Jean-Louis Dupont, who was part of the legal team that won the Bosman ruling and who led the case that forced FIFA and UEFA to compensate clubs for players on international duty, claims financial fair play (FFP) will breach European competition law. Dupont admits the European Commission has agreed to FFP but says the European Court of Justice may take a different view.
UEFA insists, however, that FFP will stimulate competition. A UEFA spokesman said: "UEFA is aware that there are large differences between the comparative wealth of different clubs and countries, but financial fair play does not have financial equality as its objective."
The spokesman added: "However, more investors should be attracted if club football is more sustainable and those clubs with sustainable and stable business models will be in a position to become more competitive."
Dupont, writing a column in the Wall Street Journal, said: "Some of Europe's biggest clubs are, unsurprisingly, the loudest supporters of rules that entrench their dominance. The time is right for a strong reminder from the EU's anti-trust authorities that football, like any other multibillion-euro industry, must comply with the law.
"As an agreement whereby industry participants jointly decide to limit investments, FFP likely constitutes collusion and hence a violation of EU competition law. FFP may also infringe other EU freedoms such as the free movement of workers and services.
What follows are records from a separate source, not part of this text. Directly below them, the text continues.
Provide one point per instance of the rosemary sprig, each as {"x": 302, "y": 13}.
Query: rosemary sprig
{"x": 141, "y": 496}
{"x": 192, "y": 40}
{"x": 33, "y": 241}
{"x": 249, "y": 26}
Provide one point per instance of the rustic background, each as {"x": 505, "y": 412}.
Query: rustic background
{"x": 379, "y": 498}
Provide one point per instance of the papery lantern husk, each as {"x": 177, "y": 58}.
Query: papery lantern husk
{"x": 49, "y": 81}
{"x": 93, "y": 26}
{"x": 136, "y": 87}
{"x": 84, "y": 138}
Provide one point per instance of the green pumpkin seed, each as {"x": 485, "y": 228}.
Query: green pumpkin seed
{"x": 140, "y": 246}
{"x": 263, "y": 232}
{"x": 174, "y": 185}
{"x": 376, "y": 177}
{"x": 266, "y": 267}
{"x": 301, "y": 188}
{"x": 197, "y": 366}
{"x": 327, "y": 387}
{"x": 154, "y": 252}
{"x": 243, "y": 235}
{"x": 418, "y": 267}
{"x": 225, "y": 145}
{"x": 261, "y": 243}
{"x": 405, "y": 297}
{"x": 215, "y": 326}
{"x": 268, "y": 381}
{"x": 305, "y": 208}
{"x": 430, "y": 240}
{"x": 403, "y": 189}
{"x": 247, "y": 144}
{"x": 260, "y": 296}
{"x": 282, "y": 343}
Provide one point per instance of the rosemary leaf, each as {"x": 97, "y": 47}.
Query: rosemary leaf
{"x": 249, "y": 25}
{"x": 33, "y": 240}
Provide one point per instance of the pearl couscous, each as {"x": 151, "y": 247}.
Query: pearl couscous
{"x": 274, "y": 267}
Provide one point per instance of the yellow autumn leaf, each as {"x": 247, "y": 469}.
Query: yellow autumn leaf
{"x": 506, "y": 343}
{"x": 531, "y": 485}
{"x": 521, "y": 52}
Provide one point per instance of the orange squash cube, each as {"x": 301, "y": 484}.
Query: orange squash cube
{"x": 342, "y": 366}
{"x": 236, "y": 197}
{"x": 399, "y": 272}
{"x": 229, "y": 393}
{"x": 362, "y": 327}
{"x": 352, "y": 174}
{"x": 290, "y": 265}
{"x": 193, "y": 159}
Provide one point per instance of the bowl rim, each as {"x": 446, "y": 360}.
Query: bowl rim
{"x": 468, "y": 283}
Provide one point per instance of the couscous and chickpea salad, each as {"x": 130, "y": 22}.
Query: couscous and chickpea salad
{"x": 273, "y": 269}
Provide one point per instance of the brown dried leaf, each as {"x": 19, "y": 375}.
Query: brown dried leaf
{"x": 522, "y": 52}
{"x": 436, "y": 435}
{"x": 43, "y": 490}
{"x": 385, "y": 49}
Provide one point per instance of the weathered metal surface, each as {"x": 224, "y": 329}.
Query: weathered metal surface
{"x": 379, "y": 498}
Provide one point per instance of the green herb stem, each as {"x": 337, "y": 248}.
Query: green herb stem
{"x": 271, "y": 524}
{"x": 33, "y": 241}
"Even if FFP were sufficiently legitimate and necessary to justify its distortions of EU principles, however, it would still have to clear a final hurdle: proportionality. UEFA would need to convince the EU's judges in Luxembourg that FFP is the least restrictive means of achieving its aims. This seems unlikely."
Dupont argues that UEFA could improve the financial balance of football by imposing a "luxury tax" on high-spending clubs but believes that would be blocked by the big clubs with the most political clout.